Luís Godinho foi ainda mais além, ao acusar João Francisco Campos de "irresponsável", porque, em vez de estar com a instituição, cumprindo os seus deveres, não paga o camarote que usufrui.

"Alguém que está preocupado com o caos financeiro, devia era pagar o camarote da sua empresa. Há pessoas que usufruem de camarotes e não pagam", disse o vice-presidente.

Em resposta, João Francisco Campos afirmou: "A minha empresa negociou com a TBZ um contrato por cerca de cinco mil euros. Quando a Académica expulsou a TBZ da gestão do Estádio Cidade de Coimbra, queria mais dinheiro, cerca de nove mil euros, queria-nos enganar e nós não aceitámos".

"Nem eu pessoalmente, nem a minha empresa, temos qualquer contrato com a Académica. Em relação ao restante, mantenho o que afirmei: a Académica necessita de um rumo e de um projecto", disse João Francisco Campos, contactado pela Lusa.

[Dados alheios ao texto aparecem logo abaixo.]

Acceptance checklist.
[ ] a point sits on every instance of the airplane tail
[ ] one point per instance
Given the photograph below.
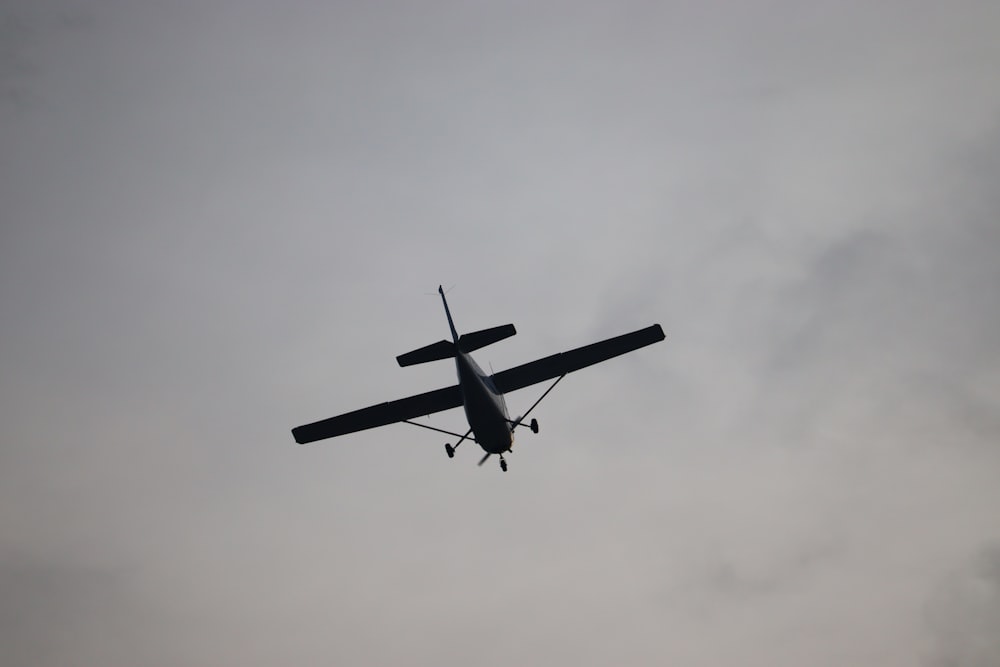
(445, 349)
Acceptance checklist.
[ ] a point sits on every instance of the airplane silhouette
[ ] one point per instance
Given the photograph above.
(481, 394)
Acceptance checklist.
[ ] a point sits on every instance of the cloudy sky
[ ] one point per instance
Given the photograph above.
(222, 219)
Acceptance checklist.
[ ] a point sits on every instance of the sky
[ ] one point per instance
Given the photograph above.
(220, 220)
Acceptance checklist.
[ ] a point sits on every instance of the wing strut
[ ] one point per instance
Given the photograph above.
(535, 404)
(439, 430)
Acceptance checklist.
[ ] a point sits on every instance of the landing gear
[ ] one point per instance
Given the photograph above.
(449, 450)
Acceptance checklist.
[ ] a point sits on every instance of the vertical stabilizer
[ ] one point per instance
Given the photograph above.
(454, 334)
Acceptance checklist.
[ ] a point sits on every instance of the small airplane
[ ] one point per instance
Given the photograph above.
(481, 394)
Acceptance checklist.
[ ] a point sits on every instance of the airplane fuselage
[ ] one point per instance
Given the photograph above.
(485, 408)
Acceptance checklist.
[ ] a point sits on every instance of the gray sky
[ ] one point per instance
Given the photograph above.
(219, 220)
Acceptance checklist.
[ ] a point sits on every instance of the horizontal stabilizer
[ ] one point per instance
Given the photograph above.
(442, 349)
(473, 341)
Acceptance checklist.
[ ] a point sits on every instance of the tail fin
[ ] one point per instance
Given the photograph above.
(477, 339)
(443, 349)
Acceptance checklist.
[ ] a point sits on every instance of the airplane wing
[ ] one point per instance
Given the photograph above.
(546, 368)
(380, 415)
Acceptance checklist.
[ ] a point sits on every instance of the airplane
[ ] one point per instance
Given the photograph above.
(481, 394)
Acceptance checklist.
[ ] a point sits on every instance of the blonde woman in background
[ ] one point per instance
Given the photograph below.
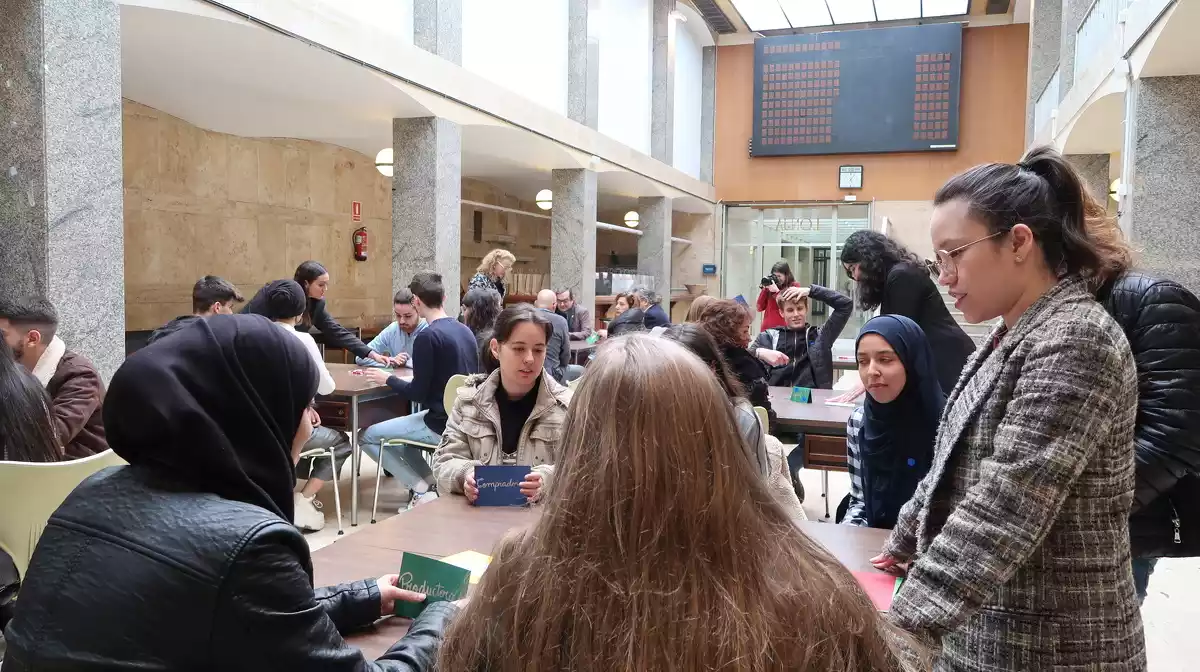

Luís Godinho reiterou a acusação de desrespeito ao aludir à ex-equipa técnica liderada por Domingos Paciência, denunciando a compra do seu apoio nas últimas eleições.

"Há uma grande falta de respeito para com Domingos Paciência, pondo em causa o seu profissionalismo. Que eu saiba, Domingos não lhe passou qualquer procuração para falar por ele", afirmou o dirigente.